Judgement vs. Parenting Advice: Holding Effective Conversations


It feels like as soon as you get pregnant you are bombarded with questions. Are you getting an epidural? Will you breastfeed? Do you believe in co-sleeping? Are you going back to work? When? Have you baby proofed yet? What kind of car seat are you buying?

It’s endless.

Then, when you have the baby, more questions arrive. How far are you going to space your children apart? Are you trying now? Do you want a girl or a boy next? Are you teaching your baby sign language? Are you teaching your baby Spanish? Why doesn’t your baby walk yet? How many words can they say?

This is all during a time when your brain doesn’t function the way it used to (before it was full of doctor’s appointments, running on no sleep, and so on). All of the outside input can be overwhelming.

But what did I do as soon as my sister-in-law announced she was pregnant? I offered her all the advice. Like, all of it. I just wanted to tell her every little thing and welcome her to mom life. I wanted to pass on my research, field experience (a.k.a moming), and funny anecdotes. There is power in women sharing their stories and knowledge with each other.

In the back of my mind though, I’m always worried I’ll be labeled a “judgy mom.” You know, one of those moms who thinks she knows everything and looks down on anyone who doesn’t conform to her parenting style. One of those moms who is half-stereotype.

Having been on both sides of the equation (the mom receiving advice, and the mom offering it), I can say that even though I was overwhelmed by the questions and stories of other parents, I benefited from them. There were some questions about motherhood that I actively sought answers to, but there was also plenty of information that I didn’t know I needed to know. This is the kind of information that comes up in conversation. If parents let the fear of judgment (or the fear of being labeled “judgy”) prevent them from having real conversations, then we all miss out on the opportunity to learn from each other.

Parenting is hard enough without having to go it alone.

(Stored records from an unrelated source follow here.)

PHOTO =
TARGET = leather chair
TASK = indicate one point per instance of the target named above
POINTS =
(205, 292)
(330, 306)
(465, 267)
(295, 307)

Here are some things to keep in mind in order to engage in productive conversations about parenthood (Note: I’ve learned about a few of these by doing the opposite. Sometimes my foot goes directly in my mouth.):

•When you are sharing personal stories/anecdotes, always ground them in the context of your lived experience, and don’t posit them as universal lessons.
•Think about your tone and body language, and notice the tone/body language of the person you are talking to (it’s always better to talk face-to-face). If you are talking online, be even more careful and clear with your word choice.
•Share research you’ve done without making sweeping generalizations (You could say, “Breastfed babies are less likely to get colds and pneumonia,” but not “You have to breastfeed or your baby won’t be healthy.”)
•Ask the other person what they are excited about for the future, so the conversation isn’t all warnings/advice
•Always try to help other parents be more confident. We should build each other up! Share something they do that you admire.
•Be sensitive and practice empathy. You might not know if a couple has experienced infertility, miscarriage, or the loss of a child. Try not to make assumptions (like assuming that a couple can have more children) and then ask questions based on those assumptions.
•Don’t be too hard on yourself. We all mess up. If you think you came off “judgy” in a conversation, check in with the other person and clarify your intentions.